Implement blocklists and content moderation. Keep your application on topic. Consider blocklists and content moderation strategies to check inputs and outputs for undesirable content. The definition of undesired content depends on your scenario, and can change over time. It might include hate speech, text that contains profane words or phrases, misinformation, and text that relates to sensitive or emotionally charged topics. Checking inputs can help keep your application on topic, even if a malicious user tries to produce undesired content. Checking API outputs allows you to detect undesired content produced by the system. You can then replace it, report it, ask the user to enter different input, or provide input examples.
Authenticate users. To make misuse more difficult, consider requiring that customers sign in and, if appropriate, link a valid payment method. Consider working only with known, trusted customers in the early stages of development.
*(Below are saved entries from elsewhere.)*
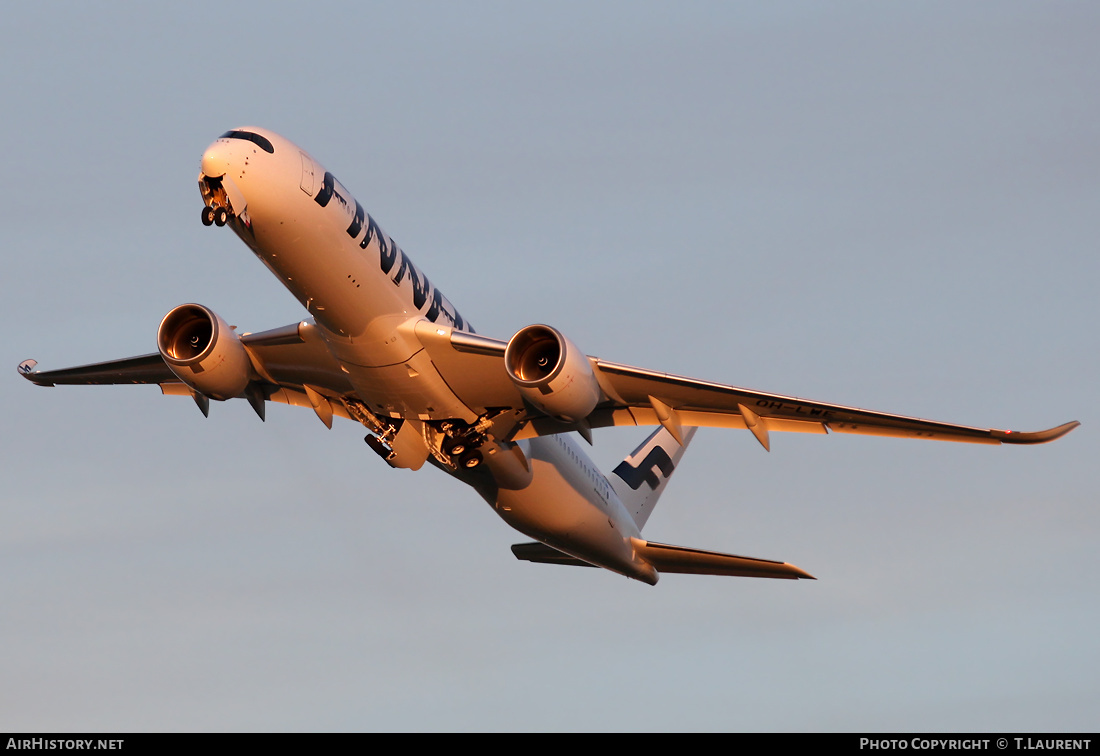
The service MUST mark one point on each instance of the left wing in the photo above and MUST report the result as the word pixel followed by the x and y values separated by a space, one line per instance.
pixel 290 366
pixel 473 366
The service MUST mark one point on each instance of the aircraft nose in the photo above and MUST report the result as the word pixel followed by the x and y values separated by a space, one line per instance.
pixel 216 160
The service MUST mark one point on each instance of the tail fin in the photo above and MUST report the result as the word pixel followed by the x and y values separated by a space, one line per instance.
pixel 640 478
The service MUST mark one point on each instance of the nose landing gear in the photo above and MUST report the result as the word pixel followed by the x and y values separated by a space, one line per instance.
pixel 215 216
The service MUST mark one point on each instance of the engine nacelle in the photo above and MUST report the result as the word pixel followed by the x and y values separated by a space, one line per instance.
pixel 551 373
pixel 204 352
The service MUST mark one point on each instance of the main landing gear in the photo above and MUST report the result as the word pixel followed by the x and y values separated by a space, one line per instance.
pixel 460 448
pixel 215 216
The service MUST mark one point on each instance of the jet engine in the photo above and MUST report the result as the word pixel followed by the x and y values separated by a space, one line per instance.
pixel 551 373
pixel 204 352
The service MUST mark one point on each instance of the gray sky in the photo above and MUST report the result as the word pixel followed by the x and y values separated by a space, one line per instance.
pixel 888 205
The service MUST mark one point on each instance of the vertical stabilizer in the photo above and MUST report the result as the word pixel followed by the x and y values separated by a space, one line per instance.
pixel 640 478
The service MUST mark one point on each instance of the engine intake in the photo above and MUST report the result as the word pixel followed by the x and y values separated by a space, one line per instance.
pixel 551 373
pixel 204 352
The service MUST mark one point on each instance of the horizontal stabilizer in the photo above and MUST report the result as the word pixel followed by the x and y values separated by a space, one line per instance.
pixel 546 555
pixel 667 558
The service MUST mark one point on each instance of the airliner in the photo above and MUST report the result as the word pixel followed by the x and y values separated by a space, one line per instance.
pixel 383 347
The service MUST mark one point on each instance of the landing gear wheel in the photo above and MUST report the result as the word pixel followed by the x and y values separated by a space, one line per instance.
pixel 455 447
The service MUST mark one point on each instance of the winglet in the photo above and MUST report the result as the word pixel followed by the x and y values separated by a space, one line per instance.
pixel 26 370
pixel 1037 437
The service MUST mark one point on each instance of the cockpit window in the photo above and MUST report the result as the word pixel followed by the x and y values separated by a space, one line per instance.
pixel 262 142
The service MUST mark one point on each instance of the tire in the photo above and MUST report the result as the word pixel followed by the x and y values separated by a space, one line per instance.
pixel 455 447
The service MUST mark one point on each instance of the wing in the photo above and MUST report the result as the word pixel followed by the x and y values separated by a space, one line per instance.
pixel 473 366
pixel 292 366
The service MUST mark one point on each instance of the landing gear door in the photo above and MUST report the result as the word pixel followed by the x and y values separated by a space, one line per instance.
pixel 307 174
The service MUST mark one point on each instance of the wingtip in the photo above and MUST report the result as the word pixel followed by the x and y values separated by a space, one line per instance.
pixel 1036 437
pixel 26 369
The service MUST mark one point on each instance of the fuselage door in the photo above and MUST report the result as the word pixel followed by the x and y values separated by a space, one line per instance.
pixel 307 174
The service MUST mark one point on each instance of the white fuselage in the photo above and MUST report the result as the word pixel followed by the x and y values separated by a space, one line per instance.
pixel 365 296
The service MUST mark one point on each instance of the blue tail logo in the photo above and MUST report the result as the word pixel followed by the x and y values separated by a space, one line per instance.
pixel 645 472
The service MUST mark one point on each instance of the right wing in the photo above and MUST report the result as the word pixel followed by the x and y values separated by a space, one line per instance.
pixel 473 366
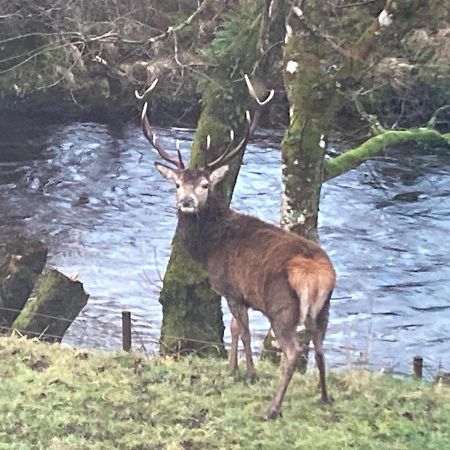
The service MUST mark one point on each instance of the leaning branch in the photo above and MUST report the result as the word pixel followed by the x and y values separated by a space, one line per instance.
pixel 375 145
pixel 172 30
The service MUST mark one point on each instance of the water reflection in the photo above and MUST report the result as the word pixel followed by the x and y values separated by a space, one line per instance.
pixel 91 193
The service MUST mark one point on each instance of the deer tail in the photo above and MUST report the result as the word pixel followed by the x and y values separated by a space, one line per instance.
pixel 313 281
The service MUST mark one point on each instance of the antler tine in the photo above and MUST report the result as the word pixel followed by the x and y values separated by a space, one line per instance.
pixel 150 89
pixel 148 133
pixel 252 92
pixel 229 154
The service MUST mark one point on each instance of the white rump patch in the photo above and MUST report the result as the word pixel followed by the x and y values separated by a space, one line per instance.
pixel 384 19
pixel 298 12
pixel 292 66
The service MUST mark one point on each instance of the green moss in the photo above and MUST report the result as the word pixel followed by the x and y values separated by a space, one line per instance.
pixel 54 398
pixel 373 146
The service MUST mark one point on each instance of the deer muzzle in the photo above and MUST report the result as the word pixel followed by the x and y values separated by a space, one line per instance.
pixel 188 205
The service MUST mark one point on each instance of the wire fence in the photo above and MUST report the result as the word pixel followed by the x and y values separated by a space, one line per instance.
pixel 132 339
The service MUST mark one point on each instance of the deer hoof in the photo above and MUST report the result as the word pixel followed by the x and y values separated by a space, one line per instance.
pixel 273 414
pixel 252 377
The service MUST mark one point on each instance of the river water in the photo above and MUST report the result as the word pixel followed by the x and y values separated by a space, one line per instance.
pixel 91 193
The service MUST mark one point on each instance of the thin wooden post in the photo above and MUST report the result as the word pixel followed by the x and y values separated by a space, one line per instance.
pixel 418 367
pixel 126 331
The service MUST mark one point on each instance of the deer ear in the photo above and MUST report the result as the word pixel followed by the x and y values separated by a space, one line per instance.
pixel 217 175
pixel 166 171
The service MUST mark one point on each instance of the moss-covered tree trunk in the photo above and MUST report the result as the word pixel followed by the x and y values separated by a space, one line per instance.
pixel 312 102
pixel 192 313
pixel 21 262
pixel 56 303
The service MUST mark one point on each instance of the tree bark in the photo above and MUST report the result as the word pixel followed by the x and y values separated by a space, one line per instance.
pixel 192 313
pixel 21 262
pixel 57 302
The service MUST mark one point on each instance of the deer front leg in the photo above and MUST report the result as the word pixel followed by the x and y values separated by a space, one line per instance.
pixel 240 327
pixel 234 329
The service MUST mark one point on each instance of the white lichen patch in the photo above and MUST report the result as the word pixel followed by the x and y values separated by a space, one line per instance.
pixel 292 66
pixel 322 143
pixel 288 33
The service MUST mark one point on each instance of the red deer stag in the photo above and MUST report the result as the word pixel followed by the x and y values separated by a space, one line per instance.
pixel 251 263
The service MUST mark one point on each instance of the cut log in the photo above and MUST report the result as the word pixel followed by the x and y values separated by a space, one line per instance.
pixel 56 303
pixel 21 262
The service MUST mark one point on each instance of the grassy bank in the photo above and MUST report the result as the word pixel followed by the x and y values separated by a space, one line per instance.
pixel 56 398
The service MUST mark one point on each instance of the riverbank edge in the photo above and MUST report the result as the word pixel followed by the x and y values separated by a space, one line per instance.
pixel 56 397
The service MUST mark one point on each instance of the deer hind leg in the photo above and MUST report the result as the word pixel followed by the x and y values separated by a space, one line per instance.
pixel 318 335
pixel 290 347
pixel 240 327
pixel 234 329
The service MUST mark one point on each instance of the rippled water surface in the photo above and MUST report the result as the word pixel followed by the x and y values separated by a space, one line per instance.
pixel 90 192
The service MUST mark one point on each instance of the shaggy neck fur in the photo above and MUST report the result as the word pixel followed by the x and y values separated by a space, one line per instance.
pixel 201 231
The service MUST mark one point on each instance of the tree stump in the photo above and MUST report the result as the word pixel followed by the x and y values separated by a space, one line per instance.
pixel 57 301
pixel 21 262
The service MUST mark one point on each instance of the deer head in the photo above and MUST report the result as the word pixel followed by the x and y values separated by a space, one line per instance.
pixel 194 186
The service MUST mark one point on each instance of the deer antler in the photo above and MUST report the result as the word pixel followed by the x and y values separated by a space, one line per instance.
pixel 231 152
pixel 151 137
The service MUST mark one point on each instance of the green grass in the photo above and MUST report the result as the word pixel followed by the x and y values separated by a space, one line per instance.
pixel 57 398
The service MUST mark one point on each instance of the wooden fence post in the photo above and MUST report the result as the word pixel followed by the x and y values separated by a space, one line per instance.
pixel 418 367
pixel 126 331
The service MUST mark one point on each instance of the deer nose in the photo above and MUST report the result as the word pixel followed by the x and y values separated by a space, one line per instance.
pixel 187 202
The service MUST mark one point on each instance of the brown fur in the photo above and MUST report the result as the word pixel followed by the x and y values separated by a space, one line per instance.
pixel 255 264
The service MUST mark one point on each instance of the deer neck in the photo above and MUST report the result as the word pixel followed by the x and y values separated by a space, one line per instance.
pixel 200 231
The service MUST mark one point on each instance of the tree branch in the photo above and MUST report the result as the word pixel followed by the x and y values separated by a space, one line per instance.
pixel 373 146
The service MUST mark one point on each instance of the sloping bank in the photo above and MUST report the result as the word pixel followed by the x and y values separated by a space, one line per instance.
pixel 53 397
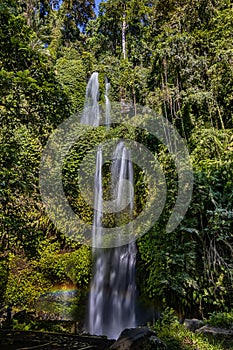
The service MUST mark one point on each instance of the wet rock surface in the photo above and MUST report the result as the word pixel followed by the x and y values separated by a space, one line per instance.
pixel 138 339
pixel 22 340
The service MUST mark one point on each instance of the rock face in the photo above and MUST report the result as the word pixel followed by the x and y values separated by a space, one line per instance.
pixel 193 324
pixel 138 339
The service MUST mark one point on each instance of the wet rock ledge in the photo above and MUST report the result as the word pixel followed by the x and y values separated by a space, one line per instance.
pixel 130 339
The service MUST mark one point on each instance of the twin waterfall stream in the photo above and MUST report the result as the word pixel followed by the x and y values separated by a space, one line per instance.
pixel 111 305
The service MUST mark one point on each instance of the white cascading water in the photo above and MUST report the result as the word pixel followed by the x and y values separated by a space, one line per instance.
pixel 111 306
pixel 107 104
pixel 91 111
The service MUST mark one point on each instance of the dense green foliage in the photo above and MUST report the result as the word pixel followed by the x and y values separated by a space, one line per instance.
pixel 178 60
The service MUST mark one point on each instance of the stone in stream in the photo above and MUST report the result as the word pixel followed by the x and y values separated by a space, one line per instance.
pixel 138 339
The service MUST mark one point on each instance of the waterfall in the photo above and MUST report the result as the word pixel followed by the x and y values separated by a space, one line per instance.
pixel 91 111
pixel 107 104
pixel 111 306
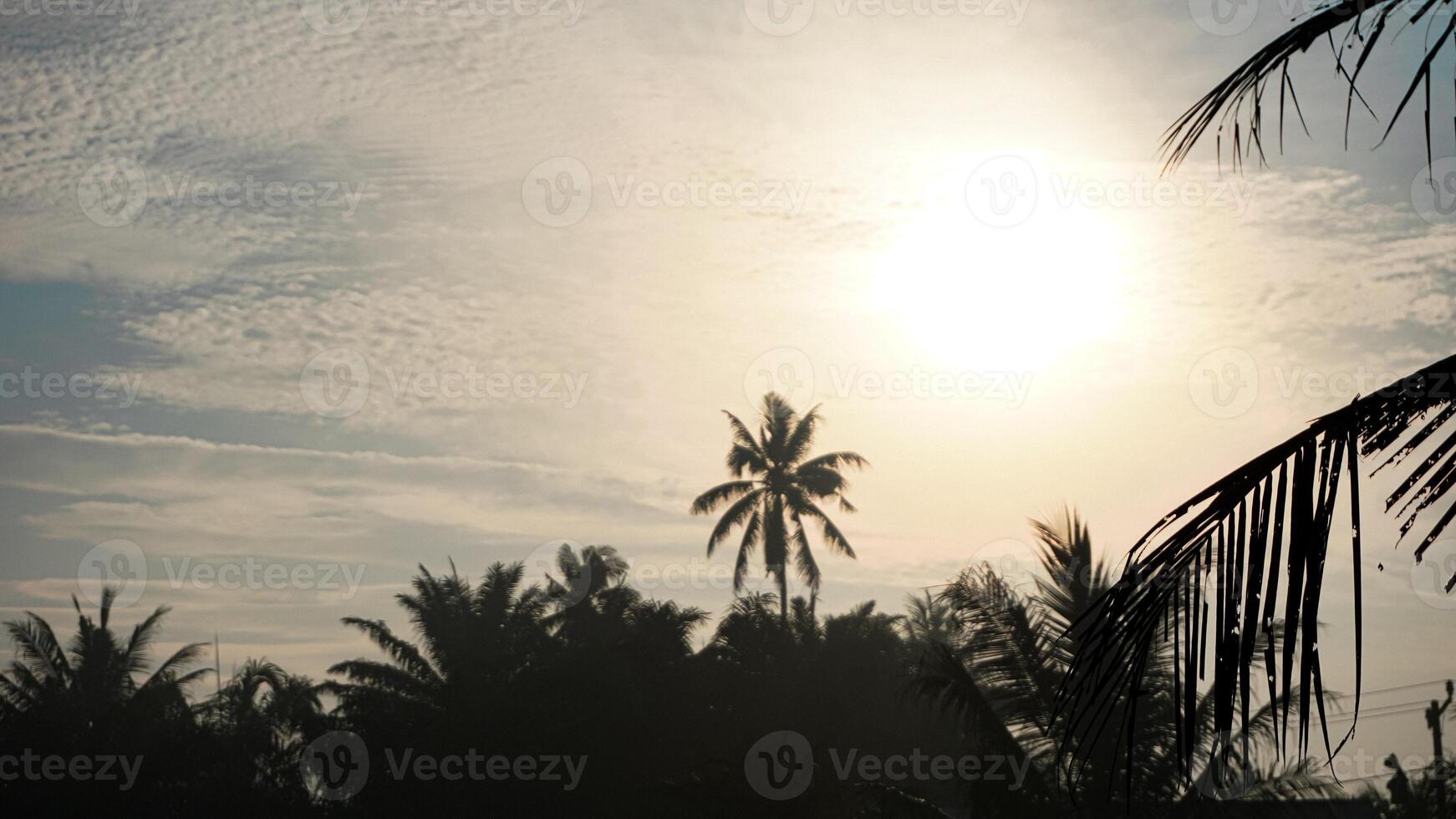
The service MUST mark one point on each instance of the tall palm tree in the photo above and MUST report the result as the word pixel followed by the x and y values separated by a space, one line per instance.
pixel 1212 572
pixel 92 685
pixel 779 495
Ensure human oversight. Especially in higher-stakes scenarios, maintain the role of humans in decision making. Disclose what the AI has done versus what a human has done.
Based on your scenario, there are various stages in the lifecycle in which you can add human oversight. Ensure you can have real-time human intervention in the solution to prevent harm. For example, when generating summaries, editors should review the summaries before publication. Ideally, assess the effectiveness of human oversight prior to deployment, through user testing, and after deployment.
Have a customer feedback loop. Provide a feedback channel that allows users and individuals to report issues with the service after deployment. Issues might include unfair or undesirable behaviors. After you've deployed an AI-powered product or feature, it requires ongoing monitoring and improvement. Establish channels to collect questions and concerns from stakeholders who might be directly or indirectly affected by the system, such as employees, visitors, and the general public. Examples include:
- Feedback features built into app experiences.
- An easy-to-remember email address for feedback.
Conduct a legal review. Obtain appropriate legal advice to review your solution, particularly if you'll use it in sensitive or high-risk applications. Know what restrictions you might need to work within. Understand your responsibility to resolve any issues that might come up in the future. Ensure the appropriate use of datasets.
Conduct a system review. You might plan to integrate and responsibly use an AI-powered product or feature into an existing system of software, customers, and organizational processes. If so, take the time to understand how each part of your system will be affected. Consider how your AI solution aligns with the principles of responsible AI that Microsoft uses.
Security. Ensure that your solution is secure, and has adequate controls to preserve the integrity of your content and prevent any unauthorized access.
Assess your application for alignment with Responsible AI principles.
Use the Microsoft HAX Toolkit. The toolkit recommends best practices for how AI systems should behave on initial interaction, during regular interaction, when they're inevitably wrong, and over time.
Follow the Microsoft guidelines for responsible development of conversational AI systems. Use the guidelines when you develop and deploy language models that power chat bots, or other conversational AI systems.
Use Microsoft Inclusive Design Guidelines to build inclusive solutions.